The following start-transcription-job
example generates two transcrptions of your audio file, one with the personally identifiable information redacted, and the other without any redactions.
aws transcribe start-transcription-job \
--cli-input-json file://myninthfile.json
Contents of myninthfile.json
:
{
"TranscriptionJobName": "cli-redaction-job-with-unredacted-transcript",
"LanguageCode": "language-code",
"Media": {
"MediaFileUri": "s3://Amazon-S3-Prefix/your-media-file.file-extension"
},
"ContentRedaction": {
"RedactionOutput":"redacted_and_unredacted",
"RedactionType":"PII"
}
}
Output:
{
"TranscriptionJob": {
"TranscriptionJobName": "cli-redaction-job-with-unredacted-transcript",
"TranscriptionJobStatus": "IN_PROGRESS",
"LanguageCode": "language-code",
"Media": {
"MediaFileUri": "s3://Amazon-S3-Prefix/your-media-file.file-extension"
},
"StartTime": "2020-09-25T23:59:47.677000+00:00",
"CreationTime": "2020-09-25T23:59:47.653000+00:00",
"ContentRedaction": {
"RedactionType": "PII",
"RedactionOutput": "redacted_and_unredacted"
}
}
}
For more information, see Automatic Content Redaction in the Amazon Transcribe Developer Guide.

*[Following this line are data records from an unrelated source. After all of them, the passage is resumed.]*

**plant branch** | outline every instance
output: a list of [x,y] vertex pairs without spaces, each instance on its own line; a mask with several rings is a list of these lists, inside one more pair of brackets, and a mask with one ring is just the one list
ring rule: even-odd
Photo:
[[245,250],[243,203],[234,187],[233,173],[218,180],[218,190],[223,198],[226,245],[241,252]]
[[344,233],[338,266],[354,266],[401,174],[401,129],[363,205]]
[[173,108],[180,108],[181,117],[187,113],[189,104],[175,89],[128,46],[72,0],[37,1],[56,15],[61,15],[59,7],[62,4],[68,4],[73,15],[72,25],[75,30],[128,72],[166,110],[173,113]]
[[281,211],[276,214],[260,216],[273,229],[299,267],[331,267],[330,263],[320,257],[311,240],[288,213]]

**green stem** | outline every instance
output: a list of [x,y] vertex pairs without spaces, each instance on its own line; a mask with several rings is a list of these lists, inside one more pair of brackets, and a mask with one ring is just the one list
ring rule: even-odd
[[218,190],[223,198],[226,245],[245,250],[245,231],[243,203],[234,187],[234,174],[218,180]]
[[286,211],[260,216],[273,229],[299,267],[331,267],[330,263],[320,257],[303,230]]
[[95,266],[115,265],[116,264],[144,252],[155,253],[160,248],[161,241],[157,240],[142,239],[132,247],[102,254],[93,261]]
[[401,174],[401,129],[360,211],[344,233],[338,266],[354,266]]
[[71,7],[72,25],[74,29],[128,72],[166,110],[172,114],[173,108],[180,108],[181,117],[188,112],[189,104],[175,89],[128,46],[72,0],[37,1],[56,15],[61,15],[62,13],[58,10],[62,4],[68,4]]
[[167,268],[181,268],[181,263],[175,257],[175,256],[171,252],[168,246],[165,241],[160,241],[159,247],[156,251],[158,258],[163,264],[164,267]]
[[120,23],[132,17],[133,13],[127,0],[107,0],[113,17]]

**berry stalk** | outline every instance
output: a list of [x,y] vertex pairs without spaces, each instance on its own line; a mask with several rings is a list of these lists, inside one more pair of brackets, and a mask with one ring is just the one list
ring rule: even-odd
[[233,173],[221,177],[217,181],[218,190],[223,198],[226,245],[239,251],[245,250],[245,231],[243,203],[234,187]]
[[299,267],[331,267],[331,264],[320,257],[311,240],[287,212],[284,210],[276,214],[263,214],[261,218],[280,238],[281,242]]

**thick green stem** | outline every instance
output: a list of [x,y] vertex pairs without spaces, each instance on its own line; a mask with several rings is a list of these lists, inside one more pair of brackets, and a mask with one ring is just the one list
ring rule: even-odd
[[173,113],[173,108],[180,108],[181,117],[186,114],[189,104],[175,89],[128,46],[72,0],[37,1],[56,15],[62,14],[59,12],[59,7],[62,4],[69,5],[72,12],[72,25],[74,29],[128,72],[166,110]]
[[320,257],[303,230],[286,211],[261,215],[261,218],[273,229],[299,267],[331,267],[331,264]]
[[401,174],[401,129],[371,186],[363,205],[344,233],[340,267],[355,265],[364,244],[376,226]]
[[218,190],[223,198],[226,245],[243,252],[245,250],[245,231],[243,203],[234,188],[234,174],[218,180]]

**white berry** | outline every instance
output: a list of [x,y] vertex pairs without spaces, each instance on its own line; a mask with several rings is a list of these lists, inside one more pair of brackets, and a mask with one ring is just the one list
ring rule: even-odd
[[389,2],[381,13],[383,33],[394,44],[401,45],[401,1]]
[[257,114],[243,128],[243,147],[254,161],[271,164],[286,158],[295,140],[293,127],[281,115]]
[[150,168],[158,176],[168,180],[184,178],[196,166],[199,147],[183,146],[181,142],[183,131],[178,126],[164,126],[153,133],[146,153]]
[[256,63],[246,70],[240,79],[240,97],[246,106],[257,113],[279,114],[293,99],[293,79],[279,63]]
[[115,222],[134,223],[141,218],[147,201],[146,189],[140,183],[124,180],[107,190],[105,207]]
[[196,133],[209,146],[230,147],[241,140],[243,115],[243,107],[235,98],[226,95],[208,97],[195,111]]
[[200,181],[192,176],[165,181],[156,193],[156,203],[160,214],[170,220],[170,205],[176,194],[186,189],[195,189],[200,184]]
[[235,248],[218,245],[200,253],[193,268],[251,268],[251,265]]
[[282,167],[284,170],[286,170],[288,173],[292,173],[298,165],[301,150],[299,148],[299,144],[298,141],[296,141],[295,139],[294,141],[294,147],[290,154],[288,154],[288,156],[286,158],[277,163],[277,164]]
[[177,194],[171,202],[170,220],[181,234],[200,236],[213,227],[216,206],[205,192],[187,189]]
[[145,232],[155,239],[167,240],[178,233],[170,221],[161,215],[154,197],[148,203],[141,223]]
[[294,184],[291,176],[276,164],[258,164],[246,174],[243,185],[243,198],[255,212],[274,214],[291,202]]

Example 10: To use a custom language model you’ve previously created to transcribe an audio file.
The following start-transcription-job
example transcribes your audio file with a custom language model you’ve previously created.
aws transcribe start-transcription-job \
--cli-input-json file://mytenthfile.json
Contents of mytenthfile.json
:
{
"TranscriptionJobName": "cli-clm-2-job-1",
"LanguageCode": "language-code",
"Media": {
"MediaFileUri": "s3://DOC-EXAMPLE-BUCKET/your-audio-file.file-extension"
},
"ModelSettings": {
"LanguageModelName":"cli-clm-2"
}
}
Output:
{
"TranscriptionJob": {
"TranscriptionJobName": "cli-clm-2-job-1",
"TranscriptionJobStatus": "IN_PROGRESS",
"LanguageCode": "language-code",
"Media": {
"MediaFileUri": "s3://DOC-EXAMPLE-BUCKET/your-audio-file.file-extension"
},
"StartTime": "2020-09-28T17:56:01.835000+00:00",
"CreationTime": "2020-09-28T17:56:01.801000+00:00",
"ModelSettings": {
"LanguageModelName": "cli-clm-2"
}
}
}
For more information, see Improving Domain-Specific Transcription Accuracy with Custom Language Models in the Amazon Transcribe Developer Guide.
TranscriptionJob -> (structure)
Provides detailed information about the current transcription job, including job status and, if applicable, failure reason.
TranscriptionJobName -> (string)
The name of the transcription job. Job names are case sensitive and must be unique within an Amazon Web Services account.
TranscriptionJobStatus -> (string)
Provides the status of the specified transcription job.
If the status is
COMPLETED
, the job is finished and you can find the results at the location specified inTranscriptFileUri
(orRedactedTranscriptFileUri
, if you requested transcript redaction). If the status isFAILED
,FailureReason
provides details on why your transcription job failed.LanguageCode -> (string)
The language code used to create your transcription job. For a list of supported languages and their associated language codes, refer to the Supported languages table.
Note that you must include one of
LanguageCode
,IdentifyLanguage
, orIdentifyMultipleLanguages
in your request. If you include more than one of these parameters, your transcription job fails.MediaSampleRateHertz -> (integer)
The sample rate, in Hertz, of the audio track in your input media file.
MediaFormat -> (string)
The format of the input media file.
Media -> (structure)
Describes the Amazon S3 location of the media file you want to use in your request.
MediaFileUri -> (string)
The Amazon S3 location of the media file you want to transcribe. For example:
s3://DOC-EXAMPLE-BUCKET/my-media-file.flac
s3://DOC-EXAMPLE-BUCKET/media-files/my-media-file.flac
Note that the Amazon S3 bucket that contains your input media must be located in the same Amazon Web Services Region where you’re making your transcription request.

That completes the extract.